M cell development occurs preferentially in distal small intestinal Peyer's patches in mice lacking B cells (μMT), CCR6, or TRANCE/RANKL

Peyer's patches (PP) are inductive sites for generation of mucosal IgA antibody responses in the small intestine (SI). M cells are specialized epithelial cells present in the follicle‐associated epithelium (FAE) of PP that acquire small particulate antigens and convey them to immune cells in the subepithelial dome. The exact molecular signals driving differentiation of FAE enterocytes into M cells have not yet been defined. In wild type (WT) mice, the extent of M cell development is equal in PP throughout the SI. B cell deficient mice (μMT) were previously shown to have smaller PP with fewer follicles and a reduced density of M cells.
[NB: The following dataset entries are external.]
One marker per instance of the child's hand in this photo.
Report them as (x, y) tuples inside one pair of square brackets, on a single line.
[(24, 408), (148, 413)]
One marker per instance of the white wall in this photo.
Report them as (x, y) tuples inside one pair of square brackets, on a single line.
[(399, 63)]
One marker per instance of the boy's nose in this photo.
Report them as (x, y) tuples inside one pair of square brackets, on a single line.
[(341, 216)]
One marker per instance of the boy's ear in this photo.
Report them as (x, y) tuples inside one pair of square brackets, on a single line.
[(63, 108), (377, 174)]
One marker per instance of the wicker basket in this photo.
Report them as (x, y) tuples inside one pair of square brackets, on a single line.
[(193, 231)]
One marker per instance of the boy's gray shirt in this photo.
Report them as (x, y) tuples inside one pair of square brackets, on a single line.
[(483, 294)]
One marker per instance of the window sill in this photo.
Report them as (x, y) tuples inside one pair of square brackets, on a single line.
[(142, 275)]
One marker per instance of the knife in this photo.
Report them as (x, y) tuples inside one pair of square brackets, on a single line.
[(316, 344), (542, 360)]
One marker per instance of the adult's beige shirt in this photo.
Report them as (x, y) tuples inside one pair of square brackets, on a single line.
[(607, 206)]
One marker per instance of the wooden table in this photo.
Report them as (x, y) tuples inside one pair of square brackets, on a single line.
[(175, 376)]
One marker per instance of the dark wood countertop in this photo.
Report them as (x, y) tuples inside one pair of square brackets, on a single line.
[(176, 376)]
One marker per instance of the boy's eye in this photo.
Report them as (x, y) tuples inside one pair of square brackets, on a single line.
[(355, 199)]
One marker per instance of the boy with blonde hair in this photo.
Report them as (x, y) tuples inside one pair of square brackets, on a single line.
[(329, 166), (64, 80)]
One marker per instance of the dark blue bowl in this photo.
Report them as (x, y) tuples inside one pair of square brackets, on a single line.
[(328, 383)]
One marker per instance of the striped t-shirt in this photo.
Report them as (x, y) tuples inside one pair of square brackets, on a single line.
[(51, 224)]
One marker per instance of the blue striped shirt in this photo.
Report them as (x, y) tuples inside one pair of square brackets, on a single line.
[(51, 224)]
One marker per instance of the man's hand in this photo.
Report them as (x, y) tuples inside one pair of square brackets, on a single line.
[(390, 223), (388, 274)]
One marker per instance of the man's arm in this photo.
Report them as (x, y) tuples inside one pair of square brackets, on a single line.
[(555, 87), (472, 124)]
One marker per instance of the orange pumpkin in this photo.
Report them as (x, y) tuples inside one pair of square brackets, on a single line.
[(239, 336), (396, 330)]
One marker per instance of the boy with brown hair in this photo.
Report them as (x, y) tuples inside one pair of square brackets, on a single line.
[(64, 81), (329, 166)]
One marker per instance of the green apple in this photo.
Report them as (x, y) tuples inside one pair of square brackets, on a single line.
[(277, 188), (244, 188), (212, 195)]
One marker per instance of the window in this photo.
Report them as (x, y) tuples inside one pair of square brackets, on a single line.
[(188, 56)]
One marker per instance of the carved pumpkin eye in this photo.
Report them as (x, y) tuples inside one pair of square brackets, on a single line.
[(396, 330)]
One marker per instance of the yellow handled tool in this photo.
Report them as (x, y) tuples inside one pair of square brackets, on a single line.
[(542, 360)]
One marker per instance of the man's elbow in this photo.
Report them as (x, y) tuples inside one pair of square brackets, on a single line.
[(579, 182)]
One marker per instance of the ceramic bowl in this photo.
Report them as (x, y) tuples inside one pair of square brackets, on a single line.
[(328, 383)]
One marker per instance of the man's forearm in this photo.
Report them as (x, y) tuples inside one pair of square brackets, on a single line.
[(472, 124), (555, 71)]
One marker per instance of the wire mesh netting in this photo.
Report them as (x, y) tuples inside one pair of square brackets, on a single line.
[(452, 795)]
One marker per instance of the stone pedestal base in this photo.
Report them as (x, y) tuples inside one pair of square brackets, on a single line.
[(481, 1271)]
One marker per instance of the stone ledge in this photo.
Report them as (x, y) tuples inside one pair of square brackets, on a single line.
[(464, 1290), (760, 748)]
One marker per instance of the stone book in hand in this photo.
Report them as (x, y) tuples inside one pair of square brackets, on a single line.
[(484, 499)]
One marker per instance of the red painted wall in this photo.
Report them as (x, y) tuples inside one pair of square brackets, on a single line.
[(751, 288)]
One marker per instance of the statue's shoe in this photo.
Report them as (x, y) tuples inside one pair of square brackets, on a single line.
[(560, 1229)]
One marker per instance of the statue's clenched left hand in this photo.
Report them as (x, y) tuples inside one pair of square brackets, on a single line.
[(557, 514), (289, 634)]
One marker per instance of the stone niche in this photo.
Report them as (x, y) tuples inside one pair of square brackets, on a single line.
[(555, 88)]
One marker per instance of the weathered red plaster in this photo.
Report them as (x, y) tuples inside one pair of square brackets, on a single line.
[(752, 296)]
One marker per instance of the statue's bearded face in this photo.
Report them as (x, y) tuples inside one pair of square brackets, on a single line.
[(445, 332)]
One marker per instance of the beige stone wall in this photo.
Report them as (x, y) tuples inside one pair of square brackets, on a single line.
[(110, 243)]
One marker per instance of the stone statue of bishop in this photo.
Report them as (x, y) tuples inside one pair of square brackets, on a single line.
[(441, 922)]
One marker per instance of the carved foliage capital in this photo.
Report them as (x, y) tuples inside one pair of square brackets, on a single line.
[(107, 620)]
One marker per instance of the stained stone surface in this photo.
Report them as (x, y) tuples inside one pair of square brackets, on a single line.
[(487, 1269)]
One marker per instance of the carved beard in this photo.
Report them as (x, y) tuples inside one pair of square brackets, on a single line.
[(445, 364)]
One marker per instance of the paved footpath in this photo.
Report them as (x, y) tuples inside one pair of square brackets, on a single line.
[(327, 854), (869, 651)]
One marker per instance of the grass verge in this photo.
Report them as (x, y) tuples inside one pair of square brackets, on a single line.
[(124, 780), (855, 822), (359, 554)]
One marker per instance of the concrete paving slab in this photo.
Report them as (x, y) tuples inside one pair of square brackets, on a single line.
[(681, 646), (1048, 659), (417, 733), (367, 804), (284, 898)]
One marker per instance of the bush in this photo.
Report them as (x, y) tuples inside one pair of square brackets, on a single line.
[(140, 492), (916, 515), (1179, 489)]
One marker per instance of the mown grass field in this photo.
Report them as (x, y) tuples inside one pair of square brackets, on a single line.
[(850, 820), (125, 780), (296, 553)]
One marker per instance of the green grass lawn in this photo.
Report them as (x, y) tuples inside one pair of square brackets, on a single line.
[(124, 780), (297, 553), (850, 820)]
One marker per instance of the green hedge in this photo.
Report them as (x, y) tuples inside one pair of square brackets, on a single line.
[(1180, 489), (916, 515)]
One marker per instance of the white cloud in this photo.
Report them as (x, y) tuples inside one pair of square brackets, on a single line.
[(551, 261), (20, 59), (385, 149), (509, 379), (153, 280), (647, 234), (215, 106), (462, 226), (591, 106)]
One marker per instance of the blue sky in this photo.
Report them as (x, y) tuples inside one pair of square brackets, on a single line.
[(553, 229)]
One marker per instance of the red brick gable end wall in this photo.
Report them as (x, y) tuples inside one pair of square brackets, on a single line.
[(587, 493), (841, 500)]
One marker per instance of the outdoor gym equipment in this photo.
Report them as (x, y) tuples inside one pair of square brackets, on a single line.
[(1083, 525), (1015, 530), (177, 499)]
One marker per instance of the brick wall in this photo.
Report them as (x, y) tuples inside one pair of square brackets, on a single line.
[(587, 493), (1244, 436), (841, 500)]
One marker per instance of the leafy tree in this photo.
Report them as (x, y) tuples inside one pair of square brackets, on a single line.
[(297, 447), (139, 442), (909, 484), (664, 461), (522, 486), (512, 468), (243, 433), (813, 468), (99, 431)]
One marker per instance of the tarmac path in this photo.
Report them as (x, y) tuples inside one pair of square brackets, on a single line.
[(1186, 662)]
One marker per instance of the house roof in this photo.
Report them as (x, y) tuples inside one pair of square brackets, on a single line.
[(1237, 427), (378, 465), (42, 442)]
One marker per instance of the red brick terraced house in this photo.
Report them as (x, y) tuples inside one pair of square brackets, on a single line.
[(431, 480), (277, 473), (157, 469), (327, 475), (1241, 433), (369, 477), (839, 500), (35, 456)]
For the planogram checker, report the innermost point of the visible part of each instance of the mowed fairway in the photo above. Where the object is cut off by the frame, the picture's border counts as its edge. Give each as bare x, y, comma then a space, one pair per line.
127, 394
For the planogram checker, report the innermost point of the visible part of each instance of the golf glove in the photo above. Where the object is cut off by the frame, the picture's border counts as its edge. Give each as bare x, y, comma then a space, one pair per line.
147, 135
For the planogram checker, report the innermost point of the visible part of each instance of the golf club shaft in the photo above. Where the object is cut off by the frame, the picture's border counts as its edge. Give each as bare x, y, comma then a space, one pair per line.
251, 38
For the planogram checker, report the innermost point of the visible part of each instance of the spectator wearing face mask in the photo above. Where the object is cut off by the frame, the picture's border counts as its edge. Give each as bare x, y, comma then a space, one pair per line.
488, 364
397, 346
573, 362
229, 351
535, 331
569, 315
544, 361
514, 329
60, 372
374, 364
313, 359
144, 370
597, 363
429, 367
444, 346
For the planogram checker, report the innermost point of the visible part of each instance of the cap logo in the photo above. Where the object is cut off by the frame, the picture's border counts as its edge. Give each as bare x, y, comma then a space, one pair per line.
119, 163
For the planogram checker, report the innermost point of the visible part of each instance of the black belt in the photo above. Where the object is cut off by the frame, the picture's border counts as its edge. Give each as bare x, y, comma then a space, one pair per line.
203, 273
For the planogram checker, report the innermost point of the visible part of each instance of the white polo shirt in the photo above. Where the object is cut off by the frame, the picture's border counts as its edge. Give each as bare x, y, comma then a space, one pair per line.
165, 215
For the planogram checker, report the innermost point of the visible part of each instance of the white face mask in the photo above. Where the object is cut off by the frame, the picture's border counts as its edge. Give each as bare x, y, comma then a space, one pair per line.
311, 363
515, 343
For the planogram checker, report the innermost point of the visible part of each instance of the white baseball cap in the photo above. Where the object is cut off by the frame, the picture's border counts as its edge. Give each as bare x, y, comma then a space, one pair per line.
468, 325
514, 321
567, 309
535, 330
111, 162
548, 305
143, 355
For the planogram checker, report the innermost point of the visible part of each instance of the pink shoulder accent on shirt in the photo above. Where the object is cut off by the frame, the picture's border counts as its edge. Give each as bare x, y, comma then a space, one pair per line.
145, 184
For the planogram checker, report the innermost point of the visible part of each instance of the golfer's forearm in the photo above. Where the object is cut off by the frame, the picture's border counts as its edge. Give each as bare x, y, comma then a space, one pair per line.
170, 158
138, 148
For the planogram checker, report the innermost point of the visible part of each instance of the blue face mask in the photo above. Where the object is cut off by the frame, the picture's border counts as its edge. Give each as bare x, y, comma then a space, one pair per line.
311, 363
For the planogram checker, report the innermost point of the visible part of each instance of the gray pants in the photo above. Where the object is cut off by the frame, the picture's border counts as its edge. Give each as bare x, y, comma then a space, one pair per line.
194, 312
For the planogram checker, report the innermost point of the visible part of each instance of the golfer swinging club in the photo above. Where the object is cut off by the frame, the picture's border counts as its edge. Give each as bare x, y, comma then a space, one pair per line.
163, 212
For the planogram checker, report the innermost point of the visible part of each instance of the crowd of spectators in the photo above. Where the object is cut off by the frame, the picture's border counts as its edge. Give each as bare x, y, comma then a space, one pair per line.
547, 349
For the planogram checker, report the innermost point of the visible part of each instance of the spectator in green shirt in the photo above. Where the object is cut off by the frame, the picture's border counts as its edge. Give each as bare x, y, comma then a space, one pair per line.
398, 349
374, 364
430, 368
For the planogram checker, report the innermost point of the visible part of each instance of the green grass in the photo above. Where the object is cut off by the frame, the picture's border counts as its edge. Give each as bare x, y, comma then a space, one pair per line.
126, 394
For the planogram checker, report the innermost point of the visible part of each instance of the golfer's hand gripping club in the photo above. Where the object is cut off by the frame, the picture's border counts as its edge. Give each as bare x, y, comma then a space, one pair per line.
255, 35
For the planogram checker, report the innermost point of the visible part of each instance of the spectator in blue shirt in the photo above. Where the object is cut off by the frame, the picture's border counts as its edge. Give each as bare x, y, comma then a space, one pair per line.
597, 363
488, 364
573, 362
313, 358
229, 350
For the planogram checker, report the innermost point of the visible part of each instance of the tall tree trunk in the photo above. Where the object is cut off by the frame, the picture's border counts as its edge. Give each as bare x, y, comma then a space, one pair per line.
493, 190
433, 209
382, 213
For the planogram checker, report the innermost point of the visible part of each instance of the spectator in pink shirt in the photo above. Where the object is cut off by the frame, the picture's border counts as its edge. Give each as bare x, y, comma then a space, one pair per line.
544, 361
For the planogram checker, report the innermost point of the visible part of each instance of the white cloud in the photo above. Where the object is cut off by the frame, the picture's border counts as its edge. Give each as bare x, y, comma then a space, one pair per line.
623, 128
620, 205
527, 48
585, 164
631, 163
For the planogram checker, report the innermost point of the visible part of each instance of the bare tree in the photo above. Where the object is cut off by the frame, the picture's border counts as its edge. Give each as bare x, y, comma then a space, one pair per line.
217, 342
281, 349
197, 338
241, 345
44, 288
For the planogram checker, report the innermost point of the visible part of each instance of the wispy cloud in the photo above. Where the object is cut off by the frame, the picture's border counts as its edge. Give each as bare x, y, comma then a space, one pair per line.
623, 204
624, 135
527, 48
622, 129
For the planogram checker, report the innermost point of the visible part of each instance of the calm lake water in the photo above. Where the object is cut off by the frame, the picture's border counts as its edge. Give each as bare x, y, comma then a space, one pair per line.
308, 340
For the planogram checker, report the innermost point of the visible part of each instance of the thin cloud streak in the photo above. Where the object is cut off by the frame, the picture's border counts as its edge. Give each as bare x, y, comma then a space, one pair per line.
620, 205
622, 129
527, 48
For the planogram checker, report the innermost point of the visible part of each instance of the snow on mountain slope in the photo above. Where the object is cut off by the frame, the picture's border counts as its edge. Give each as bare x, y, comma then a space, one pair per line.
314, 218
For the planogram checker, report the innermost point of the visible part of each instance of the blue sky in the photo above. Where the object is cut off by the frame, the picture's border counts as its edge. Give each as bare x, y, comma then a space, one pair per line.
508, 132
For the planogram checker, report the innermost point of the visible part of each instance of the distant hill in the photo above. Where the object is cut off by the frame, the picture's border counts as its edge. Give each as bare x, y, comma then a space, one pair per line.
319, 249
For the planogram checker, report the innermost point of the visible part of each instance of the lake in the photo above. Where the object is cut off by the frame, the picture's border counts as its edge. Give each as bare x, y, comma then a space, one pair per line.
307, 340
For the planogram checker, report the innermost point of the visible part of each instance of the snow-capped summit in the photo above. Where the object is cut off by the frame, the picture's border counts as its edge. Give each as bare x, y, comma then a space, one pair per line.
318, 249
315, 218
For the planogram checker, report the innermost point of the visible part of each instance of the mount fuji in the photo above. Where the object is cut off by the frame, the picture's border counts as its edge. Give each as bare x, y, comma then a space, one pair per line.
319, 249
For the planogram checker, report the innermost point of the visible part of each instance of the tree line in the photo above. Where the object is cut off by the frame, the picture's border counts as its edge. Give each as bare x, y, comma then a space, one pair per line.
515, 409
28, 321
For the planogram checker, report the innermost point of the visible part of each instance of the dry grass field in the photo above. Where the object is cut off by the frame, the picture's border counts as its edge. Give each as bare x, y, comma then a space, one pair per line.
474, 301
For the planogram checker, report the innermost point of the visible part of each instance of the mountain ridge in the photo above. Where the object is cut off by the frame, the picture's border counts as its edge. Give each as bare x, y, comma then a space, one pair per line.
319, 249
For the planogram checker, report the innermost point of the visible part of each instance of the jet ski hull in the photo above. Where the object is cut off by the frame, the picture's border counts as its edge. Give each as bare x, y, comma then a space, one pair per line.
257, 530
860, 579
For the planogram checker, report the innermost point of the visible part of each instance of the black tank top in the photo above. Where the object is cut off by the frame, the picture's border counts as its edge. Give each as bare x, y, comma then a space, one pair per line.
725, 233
Whole mount immunofluorescence staining of PP from μMT mice with Ulex europaeus lectin (UEA‐1) labeled with rhodamine reveals a consistent proximal to distal gradient in the extent of M cell development with PP follicles from the proximal third of the SI containing 6.0% of the M cells in WT PP and follicles from the distal third containing 79.0% of the WT level. A proximal to distal gradient was also observed in 2 other mutant mice (CCR6 and TRANCE/RANKL knockout mice) with impaired M cell development. In TRANCE deficient mice no M cells are observed in PP from the proximal third of the SI and the number of M cells in the middle and distal third rises to just 1.9% and 12.3% of WT levels. The existence of a proximal to distal gradient in M cell development in PP from these mutant mice demonstrates that M cell development is a complex process shaped by molecular cues that differ regionally along the SI. The greater reduction in M cells in the proximal PP of the models studied may reflect the later initiation of PP organogenesis and/or the increased density of the enteric microflora in the distal SI. Supported by the NIH (DK‐64730, DK‐64399).